Foreign-sponsored initiatives produce resources such as the African Economic Outlook on Youth Employment, which offer viable insights to understanding the challenges of mass youth employment for Africa.
But Alejandro Chafuen—president of the Atlas Economic Research Foundation—outlines a viable framework for the development of productive engagement. Chafuen references the activities of PovertyCure, an international coalition of organizations and individuals committed to entrepreneurial solutions to poverty. PovertyCure challenges the status quo and champions the creative potential of the individual.
The coalition's activities around the world answer the question of how people in the developing world create prosperity for their families and communities. They also spearhead efforts in the movement from aid to enterprise and from paternalism to partnerships through affiliations around the world. Initiatives such as these provide the competent foreign intervention that will help empower African young people with employment opportunities.
While the issue of so-called “brain drain” is logically associated with emigration, my personal view is that brain drain can also be defined as the misapplication of the intelligent and enterprising energy of African young people who remain in Africa to activities that endanger the future of the continent. Consider the appeal of crime. In a society whose population consists largely of young persons, most of whom are unemployed, the temptation to embrace criminal and predatory activities is often irresistible.

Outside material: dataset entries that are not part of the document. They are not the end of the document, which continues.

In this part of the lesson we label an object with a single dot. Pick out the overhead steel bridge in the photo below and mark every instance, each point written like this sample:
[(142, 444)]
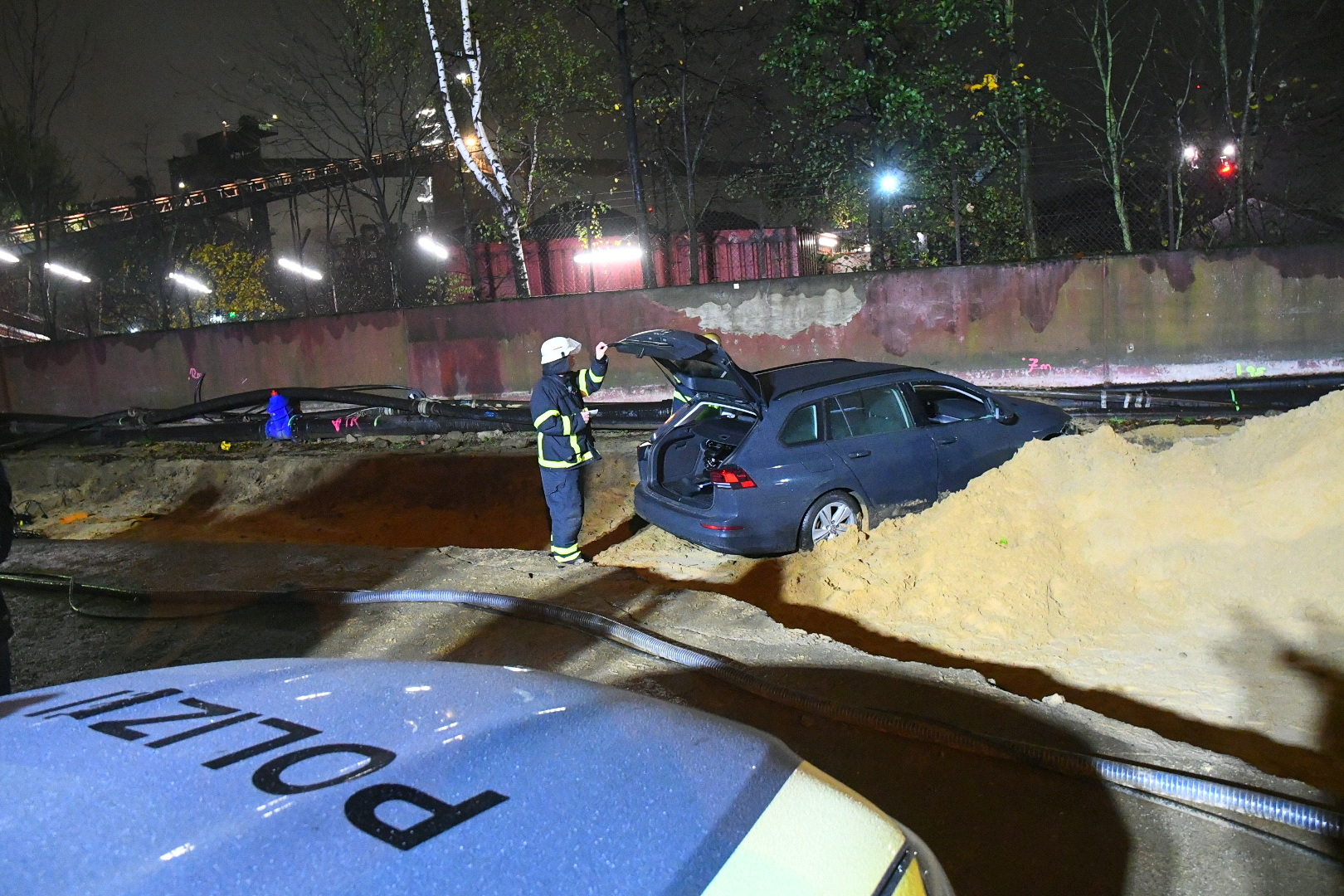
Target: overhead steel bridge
[(222, 197)]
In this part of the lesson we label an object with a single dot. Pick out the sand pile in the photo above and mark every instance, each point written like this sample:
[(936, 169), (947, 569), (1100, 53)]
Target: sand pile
[(1096, 536), (1202, 577)]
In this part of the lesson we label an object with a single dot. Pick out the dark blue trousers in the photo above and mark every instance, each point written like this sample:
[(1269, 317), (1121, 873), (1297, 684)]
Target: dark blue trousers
[(565, 501)]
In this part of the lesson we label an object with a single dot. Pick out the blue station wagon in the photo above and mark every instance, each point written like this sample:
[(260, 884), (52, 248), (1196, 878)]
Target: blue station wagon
[(778, 460)]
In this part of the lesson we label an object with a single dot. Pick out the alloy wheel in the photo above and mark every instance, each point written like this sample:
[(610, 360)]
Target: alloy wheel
[(832, 520)]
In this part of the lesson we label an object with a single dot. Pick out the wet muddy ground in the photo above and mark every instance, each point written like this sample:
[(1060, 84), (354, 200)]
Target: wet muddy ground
[(466, 514)]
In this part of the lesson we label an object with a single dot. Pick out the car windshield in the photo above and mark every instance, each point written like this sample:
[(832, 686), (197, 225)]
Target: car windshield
[(947, 405)]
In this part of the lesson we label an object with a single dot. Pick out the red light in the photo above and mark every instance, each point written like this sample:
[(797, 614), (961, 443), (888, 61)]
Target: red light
[(732, 477)]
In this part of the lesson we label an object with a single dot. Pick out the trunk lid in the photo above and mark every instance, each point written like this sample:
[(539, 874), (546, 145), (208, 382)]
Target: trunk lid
[(695, 364)]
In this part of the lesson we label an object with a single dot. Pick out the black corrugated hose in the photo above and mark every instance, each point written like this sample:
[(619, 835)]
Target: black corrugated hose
[(1166, 787)]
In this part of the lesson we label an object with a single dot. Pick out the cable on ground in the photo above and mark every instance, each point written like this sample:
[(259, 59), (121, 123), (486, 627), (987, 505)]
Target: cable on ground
[(1159, 783)]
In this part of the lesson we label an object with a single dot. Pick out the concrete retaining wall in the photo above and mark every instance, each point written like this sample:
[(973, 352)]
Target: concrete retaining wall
[(1172, 316)]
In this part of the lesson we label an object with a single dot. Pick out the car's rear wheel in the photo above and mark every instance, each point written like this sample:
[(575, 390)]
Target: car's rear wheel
[(830, 516)]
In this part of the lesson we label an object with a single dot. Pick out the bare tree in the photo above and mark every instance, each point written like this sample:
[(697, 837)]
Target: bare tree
[(1110, 129), (35, 179), (698, 75), (479, 155), (348, 82)]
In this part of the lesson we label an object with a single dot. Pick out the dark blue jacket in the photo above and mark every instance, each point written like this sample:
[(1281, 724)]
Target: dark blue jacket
[(563, 440)]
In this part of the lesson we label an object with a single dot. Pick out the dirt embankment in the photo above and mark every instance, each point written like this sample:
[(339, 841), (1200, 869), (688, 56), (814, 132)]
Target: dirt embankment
[(1203, 577), (476, 490)]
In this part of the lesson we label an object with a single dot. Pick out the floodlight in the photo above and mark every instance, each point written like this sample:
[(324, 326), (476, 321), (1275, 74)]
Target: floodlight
[(435, 249), (295, 268), (188, 282), (69, 273)]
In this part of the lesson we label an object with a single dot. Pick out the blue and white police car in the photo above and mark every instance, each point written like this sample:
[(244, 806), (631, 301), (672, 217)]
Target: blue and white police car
[(288, 777)]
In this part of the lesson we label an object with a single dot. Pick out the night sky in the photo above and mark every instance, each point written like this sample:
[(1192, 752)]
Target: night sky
[(153, 71)]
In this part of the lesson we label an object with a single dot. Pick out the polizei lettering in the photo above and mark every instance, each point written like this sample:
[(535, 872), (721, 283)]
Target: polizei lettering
[(269, 776)]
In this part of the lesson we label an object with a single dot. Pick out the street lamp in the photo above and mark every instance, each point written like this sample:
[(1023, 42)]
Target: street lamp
[(431, 247), (188, 282), (69, 273), (295, 268)]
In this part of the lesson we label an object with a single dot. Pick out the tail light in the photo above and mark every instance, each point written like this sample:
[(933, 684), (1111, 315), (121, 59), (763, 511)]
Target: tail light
[(732, 477)]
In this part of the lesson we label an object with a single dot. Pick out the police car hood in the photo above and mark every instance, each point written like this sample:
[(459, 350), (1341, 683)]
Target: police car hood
[(364, 777)]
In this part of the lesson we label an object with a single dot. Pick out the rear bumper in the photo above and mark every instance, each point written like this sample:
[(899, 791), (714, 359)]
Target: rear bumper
[(754, 539)]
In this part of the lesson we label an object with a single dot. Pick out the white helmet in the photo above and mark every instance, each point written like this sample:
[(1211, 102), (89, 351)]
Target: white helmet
[(558, 347)]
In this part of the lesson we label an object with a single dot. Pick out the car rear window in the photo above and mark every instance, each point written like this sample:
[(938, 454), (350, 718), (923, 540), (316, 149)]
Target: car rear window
[(947, 405), (802, 426), (869, 411)]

However, capitalizing on the renewed awareness about governance issues—as seen in the Arab Spring and other protests such as those in Nigeria (January 2012) and the Ivory Coast (December 2011)—it is important to suggest healthy channels for these awakenings. That is: can African youths become more productive? Move toward self-empowerment? And become full contributors to a peaceful, prosperous society?
In view of such questions, unless there is a framework for proper institutional restructuring that propels the growth of free enterprise—allowing more African youth to engage in entrepreneurship, voluntary exchange, and mutual benefit—the effort to empower African youths might as well be condemned as a tall dream. Still, young people are vital to a peaceful and prosperous African continent. Africa’s future political and economic leaders should reprioritize in favor of policies that lead to productive engagement and properly orient Africans to the workings of the private sector. An idle hand, as it is said, is indeed the devil’s workshop.